Like everyone else is saying, no Spyder that I know of upshifts automatically, the RT-S SE6 will auto downshift for you. I have found that shifting up to 2nd gear is best between 3100-3600 RPM and shifting to 3rd, 4th, 5th and 6th it likes it between 3500-3800 RPM but that is just my machine. Reverse you press brake and press the R button all the way down and down shift. Have fun!!
 
I know I am not going nuts (at least not quickly anyway) but I insist I had read somewhere that upshifts on the SE6 happened automatically. I could have read it wrong because the owners manual doesn't mention automatic upshifting at all.

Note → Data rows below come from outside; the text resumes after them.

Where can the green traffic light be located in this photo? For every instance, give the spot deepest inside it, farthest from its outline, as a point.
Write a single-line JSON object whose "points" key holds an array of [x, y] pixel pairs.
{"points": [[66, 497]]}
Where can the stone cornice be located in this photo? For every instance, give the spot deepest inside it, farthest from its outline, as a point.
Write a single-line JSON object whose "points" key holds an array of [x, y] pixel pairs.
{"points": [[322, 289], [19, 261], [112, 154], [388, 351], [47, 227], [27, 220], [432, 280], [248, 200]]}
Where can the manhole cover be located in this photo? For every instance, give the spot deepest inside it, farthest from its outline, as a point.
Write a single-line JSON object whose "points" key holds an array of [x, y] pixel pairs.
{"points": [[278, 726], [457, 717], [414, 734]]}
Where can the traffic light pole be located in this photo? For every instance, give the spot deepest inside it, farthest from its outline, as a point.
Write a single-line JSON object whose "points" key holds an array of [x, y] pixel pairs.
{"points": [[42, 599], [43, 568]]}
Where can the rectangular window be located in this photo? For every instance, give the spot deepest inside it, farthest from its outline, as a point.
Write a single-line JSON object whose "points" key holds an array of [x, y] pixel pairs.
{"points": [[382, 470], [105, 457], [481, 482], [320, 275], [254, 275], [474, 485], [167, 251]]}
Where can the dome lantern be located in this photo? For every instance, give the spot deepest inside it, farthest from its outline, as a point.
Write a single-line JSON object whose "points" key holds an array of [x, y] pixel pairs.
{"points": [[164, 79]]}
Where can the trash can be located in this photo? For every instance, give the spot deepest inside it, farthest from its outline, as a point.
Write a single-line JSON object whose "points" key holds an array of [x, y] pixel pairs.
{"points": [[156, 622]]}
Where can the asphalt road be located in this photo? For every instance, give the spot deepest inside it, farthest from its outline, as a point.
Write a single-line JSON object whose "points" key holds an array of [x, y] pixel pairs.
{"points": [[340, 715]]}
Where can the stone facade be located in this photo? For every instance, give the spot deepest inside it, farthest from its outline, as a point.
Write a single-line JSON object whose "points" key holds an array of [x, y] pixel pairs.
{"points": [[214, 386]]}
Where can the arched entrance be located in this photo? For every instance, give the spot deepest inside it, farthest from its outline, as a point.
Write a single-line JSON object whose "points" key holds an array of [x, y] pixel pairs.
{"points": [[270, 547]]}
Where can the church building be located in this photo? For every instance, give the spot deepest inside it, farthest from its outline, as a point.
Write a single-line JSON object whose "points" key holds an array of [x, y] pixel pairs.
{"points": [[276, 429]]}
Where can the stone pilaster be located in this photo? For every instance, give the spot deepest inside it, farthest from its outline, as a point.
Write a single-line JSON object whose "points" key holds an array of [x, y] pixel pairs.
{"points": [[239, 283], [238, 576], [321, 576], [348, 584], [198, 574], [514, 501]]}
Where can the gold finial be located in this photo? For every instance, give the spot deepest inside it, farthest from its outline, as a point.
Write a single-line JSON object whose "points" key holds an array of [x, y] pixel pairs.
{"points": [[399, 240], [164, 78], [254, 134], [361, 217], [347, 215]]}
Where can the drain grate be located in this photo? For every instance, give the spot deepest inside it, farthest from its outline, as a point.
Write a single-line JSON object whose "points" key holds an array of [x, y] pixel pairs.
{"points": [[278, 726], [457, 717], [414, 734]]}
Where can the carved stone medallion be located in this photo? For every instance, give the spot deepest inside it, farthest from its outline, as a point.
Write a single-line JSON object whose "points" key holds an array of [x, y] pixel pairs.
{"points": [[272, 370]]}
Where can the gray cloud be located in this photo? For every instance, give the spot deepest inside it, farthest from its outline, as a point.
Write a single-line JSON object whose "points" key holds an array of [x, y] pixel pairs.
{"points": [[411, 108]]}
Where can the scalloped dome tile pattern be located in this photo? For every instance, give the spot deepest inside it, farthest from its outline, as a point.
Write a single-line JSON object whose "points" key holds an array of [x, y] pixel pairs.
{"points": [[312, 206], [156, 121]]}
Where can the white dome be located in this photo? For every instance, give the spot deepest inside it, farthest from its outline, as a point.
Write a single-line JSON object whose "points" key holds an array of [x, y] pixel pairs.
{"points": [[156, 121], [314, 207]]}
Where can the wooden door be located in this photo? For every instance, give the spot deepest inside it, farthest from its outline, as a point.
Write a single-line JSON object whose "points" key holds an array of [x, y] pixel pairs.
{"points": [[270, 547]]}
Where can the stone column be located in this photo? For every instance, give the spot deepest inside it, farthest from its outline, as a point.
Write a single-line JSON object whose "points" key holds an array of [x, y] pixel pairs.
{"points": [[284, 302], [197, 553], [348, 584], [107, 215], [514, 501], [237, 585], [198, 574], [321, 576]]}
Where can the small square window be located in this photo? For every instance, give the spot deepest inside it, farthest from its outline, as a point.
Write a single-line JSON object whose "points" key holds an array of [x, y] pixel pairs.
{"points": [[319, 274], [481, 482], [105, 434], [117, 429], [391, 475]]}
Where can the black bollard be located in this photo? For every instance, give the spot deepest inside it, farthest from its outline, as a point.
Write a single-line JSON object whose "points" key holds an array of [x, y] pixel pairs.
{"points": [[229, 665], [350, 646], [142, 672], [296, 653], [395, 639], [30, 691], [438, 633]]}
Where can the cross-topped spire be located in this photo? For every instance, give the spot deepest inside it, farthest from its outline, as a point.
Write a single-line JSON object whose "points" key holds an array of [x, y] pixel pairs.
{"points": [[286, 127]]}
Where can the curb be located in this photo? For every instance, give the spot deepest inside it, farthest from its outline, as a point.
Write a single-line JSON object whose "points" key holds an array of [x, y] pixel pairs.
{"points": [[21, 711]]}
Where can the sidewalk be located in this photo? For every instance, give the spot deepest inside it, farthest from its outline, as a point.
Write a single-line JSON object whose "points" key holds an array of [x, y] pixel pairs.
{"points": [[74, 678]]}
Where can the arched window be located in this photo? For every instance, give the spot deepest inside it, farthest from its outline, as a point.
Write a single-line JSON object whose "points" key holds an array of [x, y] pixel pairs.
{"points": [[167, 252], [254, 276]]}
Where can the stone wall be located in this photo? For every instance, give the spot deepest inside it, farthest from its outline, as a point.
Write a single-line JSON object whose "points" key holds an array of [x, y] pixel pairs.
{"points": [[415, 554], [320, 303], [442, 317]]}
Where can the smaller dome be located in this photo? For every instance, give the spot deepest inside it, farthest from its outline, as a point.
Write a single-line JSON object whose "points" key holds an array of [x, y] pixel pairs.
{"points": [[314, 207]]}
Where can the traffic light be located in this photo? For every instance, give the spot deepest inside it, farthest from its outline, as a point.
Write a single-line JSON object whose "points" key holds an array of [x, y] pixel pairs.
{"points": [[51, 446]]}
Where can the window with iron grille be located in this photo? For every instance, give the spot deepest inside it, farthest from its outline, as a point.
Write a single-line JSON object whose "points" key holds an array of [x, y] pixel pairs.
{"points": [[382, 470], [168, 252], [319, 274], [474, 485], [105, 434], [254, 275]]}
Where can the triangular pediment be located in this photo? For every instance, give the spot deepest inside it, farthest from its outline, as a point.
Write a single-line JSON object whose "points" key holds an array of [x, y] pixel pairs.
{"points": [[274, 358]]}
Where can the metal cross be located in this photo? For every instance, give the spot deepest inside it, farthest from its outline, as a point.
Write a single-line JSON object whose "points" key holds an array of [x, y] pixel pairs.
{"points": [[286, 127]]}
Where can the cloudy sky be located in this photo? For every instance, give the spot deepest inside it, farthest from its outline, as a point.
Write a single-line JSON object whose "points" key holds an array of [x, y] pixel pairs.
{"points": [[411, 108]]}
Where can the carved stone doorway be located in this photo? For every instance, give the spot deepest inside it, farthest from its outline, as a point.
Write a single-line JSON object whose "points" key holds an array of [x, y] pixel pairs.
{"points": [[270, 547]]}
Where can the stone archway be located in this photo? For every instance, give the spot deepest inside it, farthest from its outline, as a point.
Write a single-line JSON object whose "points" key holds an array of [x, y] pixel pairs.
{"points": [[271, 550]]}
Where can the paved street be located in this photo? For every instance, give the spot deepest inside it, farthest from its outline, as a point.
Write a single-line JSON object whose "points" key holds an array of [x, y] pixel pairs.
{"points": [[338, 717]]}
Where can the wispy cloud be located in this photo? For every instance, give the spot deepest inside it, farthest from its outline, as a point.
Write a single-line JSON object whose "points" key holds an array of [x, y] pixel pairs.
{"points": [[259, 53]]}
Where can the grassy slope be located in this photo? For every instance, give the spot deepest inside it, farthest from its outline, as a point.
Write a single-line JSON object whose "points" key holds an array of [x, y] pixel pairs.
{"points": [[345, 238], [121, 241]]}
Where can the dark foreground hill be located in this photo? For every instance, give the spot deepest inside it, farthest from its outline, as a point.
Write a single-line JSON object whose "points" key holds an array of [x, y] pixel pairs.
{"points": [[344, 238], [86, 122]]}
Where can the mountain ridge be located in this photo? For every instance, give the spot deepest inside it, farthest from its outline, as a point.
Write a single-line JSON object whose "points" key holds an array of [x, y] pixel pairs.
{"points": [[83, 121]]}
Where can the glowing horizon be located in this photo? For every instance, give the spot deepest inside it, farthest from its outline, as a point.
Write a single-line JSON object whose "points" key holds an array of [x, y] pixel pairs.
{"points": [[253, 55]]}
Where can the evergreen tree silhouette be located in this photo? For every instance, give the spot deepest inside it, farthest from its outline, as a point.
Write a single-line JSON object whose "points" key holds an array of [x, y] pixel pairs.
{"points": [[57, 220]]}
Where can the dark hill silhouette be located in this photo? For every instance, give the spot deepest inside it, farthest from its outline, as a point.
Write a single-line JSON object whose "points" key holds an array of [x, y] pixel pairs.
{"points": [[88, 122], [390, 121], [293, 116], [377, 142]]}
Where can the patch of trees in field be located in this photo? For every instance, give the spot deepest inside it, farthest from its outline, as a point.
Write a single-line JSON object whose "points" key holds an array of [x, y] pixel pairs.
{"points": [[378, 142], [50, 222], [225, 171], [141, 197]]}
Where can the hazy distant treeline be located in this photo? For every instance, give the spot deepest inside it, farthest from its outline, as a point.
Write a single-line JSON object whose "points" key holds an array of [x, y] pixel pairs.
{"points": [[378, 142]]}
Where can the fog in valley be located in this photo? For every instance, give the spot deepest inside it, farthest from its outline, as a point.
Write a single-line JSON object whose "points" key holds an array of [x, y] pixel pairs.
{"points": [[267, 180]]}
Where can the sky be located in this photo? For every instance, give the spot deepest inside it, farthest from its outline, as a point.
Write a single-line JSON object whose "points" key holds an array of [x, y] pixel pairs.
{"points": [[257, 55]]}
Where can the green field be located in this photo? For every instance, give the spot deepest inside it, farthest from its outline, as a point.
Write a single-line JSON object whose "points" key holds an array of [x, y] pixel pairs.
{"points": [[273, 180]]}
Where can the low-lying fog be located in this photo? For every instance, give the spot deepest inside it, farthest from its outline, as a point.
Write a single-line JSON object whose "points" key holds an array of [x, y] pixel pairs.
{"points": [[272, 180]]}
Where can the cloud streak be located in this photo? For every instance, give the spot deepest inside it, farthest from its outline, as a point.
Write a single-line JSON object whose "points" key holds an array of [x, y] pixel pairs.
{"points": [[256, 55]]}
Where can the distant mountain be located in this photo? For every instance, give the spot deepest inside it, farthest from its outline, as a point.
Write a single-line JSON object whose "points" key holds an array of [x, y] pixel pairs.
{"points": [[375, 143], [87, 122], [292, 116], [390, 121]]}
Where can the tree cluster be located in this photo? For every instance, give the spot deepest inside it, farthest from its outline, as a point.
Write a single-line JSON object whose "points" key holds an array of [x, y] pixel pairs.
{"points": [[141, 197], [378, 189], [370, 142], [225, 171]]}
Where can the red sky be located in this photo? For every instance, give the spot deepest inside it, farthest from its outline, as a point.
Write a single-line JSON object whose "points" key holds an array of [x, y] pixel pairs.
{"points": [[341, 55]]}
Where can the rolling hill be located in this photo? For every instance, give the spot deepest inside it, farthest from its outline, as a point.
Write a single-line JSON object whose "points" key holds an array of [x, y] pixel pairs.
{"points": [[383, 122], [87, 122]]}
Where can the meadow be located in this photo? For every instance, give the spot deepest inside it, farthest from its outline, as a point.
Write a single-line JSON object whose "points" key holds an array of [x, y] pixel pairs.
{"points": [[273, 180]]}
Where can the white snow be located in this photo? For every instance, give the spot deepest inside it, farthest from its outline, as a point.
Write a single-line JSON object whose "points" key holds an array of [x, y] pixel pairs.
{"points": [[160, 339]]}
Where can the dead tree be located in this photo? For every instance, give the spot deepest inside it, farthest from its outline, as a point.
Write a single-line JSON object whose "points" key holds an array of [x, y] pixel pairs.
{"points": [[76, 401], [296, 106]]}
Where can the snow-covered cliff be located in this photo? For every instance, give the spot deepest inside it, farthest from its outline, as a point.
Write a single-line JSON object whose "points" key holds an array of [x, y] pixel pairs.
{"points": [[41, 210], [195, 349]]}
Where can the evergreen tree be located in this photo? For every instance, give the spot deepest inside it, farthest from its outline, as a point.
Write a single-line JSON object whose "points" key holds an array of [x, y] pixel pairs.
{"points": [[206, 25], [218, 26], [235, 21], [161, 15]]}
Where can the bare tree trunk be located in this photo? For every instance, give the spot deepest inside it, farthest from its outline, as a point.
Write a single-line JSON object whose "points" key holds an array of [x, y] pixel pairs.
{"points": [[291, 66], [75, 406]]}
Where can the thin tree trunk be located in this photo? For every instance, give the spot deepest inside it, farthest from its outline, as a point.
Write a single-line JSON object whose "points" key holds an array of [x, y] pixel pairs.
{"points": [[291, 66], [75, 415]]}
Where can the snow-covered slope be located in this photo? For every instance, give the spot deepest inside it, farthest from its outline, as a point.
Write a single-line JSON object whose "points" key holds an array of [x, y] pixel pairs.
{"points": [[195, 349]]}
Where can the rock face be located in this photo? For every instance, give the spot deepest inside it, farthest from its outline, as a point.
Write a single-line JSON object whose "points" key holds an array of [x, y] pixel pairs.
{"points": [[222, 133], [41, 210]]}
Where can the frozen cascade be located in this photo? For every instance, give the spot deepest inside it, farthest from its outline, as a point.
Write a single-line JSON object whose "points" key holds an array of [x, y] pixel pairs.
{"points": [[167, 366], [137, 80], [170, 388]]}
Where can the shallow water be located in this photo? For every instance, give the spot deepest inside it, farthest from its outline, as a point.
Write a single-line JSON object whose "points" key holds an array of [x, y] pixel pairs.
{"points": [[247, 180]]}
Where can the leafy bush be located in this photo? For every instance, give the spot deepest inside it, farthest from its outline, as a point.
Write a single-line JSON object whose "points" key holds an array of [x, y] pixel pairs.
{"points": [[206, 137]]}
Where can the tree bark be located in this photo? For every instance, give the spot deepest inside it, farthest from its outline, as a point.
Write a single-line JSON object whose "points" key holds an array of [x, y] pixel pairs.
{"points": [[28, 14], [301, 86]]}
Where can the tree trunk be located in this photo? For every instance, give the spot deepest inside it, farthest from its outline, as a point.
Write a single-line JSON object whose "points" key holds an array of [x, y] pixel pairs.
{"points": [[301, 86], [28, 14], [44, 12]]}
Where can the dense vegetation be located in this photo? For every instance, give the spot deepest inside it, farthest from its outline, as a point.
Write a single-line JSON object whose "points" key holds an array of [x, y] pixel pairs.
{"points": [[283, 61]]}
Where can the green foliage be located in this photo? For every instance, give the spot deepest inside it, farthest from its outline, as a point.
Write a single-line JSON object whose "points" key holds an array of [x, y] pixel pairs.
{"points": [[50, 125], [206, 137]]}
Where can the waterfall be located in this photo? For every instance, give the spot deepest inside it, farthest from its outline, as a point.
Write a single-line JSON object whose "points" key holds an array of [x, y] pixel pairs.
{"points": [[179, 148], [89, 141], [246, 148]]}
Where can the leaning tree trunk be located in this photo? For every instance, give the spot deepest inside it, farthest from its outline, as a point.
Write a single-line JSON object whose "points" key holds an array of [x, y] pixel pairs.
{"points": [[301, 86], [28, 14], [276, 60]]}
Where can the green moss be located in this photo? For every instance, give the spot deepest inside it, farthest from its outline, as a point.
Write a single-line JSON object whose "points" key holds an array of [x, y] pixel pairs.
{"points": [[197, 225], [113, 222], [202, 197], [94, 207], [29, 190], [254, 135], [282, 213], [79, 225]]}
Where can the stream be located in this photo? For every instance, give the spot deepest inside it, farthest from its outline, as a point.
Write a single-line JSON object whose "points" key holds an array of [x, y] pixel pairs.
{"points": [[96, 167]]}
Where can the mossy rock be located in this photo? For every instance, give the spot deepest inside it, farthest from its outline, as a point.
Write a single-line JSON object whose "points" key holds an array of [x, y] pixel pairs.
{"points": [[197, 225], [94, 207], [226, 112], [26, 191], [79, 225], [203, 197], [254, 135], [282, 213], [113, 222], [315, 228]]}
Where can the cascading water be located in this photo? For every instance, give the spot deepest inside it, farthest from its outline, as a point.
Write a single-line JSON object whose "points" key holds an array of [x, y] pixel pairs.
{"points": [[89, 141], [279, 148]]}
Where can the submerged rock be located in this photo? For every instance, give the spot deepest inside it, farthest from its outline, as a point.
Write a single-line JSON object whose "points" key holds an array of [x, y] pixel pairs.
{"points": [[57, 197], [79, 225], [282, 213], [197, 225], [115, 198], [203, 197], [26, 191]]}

Now, for some other observations:

This thing downshifts like a logging truck. Can't believe the clash and thud that comes along with automatic downshifting (or shifting into reverse). I also got surprised at the sudden freewheeling that occurs just before it downshifts into 1st. I can't wait to see the wifey's face the first time she experiences that. Makes me wish I had opted for the SM6.

As far as closing the throttle on upshifts - I have tried it both ways and much prefer me doing the throttle adjusting as opposed to the nanny doing it. Much MUCH smoother!

I did about ten miles at speed on the urban Interstate today and noticed the twitchyness. I relaxed on the bars and the trike continued to twitch back and forth but never seemed to lose direction. Definitely different than my last Wing.

Also, unlike the Wing is cornering. If you don't slide your weight into a turn the G forces will grab you. This is the same exact technique used on standard 3-wheel ATC's so not new to me. The cage drivers following me might have thought I was about to launch a race though. :) Again, the passenger will be surprised if he/she doesn't also shift their weight (which is not required on a two-wheel bike).
 
You can ride like an SM6 and downshift yourself. You will get used to the automatic downshift after a while because you expect it, now it just surprises you. Shifting into Reverse and 1st there's always a loud thud.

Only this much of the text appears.